Half way to recovery or half way to more pain?

Mortgage Default California leads the country in categories like: number of mortgages in default, number of loans underwater…

A recent report from Trulia.com had some good news for the real estate market when they declared that we are near the half-way mark of the real estate and housing recovery. This news falls right in line with what the national media has been constantly reporting on for the last 12 months or so, that the real estate market is on its way back. Although I agree to a point that real estate markets in some areas of the nation are seeing recovery, I must keep in mind what is happening here in California.

California leads the country in categories like: number of mortgages in default, number of loans underwater, number of foreclosures, etc.  The state’s fiscal house is in distress as well; historic lows in revenue, coupled with historic highs in unemployment leave California’s real estate market with nowhere to go but down. What are the drivers of real estate sales? What drives real estate values up? What makes someone go buy a house? What makes someone go buy a vacation home? Well usually when things are good: a promotion at work, a wage increase, a better job, etc. causes people to go out and buy real estate. Happy times like marriage, birth of a child, etc. also cause people to start looking into buying a home. And this will always be so.

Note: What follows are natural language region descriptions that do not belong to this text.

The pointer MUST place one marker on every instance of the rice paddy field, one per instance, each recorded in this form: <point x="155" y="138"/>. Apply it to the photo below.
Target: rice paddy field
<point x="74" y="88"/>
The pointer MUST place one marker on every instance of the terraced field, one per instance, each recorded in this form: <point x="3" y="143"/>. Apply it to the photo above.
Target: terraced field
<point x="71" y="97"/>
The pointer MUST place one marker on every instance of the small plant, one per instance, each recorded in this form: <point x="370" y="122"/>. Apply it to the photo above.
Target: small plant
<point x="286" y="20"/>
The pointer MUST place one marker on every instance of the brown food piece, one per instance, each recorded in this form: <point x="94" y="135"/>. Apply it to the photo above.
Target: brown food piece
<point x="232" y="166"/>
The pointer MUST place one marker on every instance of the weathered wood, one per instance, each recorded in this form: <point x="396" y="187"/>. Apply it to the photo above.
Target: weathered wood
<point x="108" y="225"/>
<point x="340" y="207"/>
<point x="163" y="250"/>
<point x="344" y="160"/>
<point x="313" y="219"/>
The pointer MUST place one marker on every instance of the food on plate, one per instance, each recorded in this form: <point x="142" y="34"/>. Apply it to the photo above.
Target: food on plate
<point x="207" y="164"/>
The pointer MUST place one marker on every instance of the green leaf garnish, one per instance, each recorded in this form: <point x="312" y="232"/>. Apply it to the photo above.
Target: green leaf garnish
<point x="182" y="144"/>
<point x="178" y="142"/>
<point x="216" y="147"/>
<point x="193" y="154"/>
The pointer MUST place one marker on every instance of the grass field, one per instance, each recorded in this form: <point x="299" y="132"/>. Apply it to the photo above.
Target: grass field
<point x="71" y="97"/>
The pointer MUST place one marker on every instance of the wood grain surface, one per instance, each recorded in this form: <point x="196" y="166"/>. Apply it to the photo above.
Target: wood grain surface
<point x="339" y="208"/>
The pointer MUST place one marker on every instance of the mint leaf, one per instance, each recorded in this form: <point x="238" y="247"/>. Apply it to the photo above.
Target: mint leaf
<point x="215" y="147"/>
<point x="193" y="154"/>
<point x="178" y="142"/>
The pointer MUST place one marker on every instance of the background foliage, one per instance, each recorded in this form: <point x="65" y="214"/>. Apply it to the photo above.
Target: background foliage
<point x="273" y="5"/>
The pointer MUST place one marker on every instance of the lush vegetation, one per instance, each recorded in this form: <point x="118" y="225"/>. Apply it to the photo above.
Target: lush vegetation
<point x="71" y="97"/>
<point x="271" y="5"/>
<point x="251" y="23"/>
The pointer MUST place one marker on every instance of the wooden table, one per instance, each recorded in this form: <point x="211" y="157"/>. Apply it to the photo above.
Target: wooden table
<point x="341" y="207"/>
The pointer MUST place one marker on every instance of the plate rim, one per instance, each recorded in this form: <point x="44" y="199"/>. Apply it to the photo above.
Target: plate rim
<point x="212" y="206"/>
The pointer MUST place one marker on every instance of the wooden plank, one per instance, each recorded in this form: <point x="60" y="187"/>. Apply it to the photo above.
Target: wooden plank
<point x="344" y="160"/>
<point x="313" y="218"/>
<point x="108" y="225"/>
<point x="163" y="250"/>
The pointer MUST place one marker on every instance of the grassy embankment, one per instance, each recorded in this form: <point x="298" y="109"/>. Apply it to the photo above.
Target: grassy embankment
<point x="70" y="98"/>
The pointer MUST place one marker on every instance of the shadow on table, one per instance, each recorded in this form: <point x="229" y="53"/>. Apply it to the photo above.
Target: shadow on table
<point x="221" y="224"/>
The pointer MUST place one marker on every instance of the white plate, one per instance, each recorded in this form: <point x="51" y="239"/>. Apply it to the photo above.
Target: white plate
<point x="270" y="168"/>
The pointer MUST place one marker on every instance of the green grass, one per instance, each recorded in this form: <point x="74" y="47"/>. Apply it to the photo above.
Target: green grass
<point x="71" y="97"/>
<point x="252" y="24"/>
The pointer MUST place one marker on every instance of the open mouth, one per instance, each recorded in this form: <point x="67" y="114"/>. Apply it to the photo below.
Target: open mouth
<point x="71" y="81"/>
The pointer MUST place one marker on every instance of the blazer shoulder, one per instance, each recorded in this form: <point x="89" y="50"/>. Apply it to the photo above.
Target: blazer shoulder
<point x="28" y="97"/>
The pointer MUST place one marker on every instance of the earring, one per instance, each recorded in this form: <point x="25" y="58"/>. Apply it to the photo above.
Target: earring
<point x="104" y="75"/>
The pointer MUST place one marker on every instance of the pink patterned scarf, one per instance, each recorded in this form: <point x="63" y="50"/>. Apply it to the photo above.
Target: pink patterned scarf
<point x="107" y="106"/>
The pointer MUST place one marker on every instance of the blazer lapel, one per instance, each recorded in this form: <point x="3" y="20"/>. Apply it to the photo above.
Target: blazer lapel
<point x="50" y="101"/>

On the other hand, when did a lay-off notice ever make someone who is renting an apartment perhaps want to purchase a home and get a huge mortgage debt burden along with it? When did someone who was just relieved of their assembly job and has no other skills or abililities think, “You know, this is a great time to buy that vacation house I’ve always wanted.” never, if ever. What is my point? Until our economy is healthy here in California, our real estate market will remain sick.

It is true, California is seeing an up-tic in sales and average home price for the moment, but I am not so easily convinced, why? Investors, local and non-local, have been buying up homes in California at a rate not seen in generations. What does this mean for the market you ask? Data shows that neighborhood values increase and remain more stable when more homeowners live in the homes as opposed to renting them out to tenants. Data shows that homes that are non-owner occupied, or rented, suffer damage and disrepair at a despairingly huge number when compared with owner occupied homes.  Data also shows that neighborhood home values tend to decrease as the number of non-owner occupants increases. Over the long term, these neighborhoods that have been overrun by investors will see home values stagnate sooner and drop in value more drastically than neighborhoods that are mainly owner occupied. I don’t have a crystal ball, but this is how I see things turning out.

It took Congress, hundreds of law-suits, government sponsored programs, new laws, and just about everything else you can think of to get the national real estate market to limp past the point where the market was over a decade ago, keep in mind all this without an employment and economic recovery! The only way I can see this state making it through to the other half of this recovery is only if the employment and overall state economy improve and once again take their places as the true foundations of neighborhood real estate strength and stability. California still has a lot of work to do.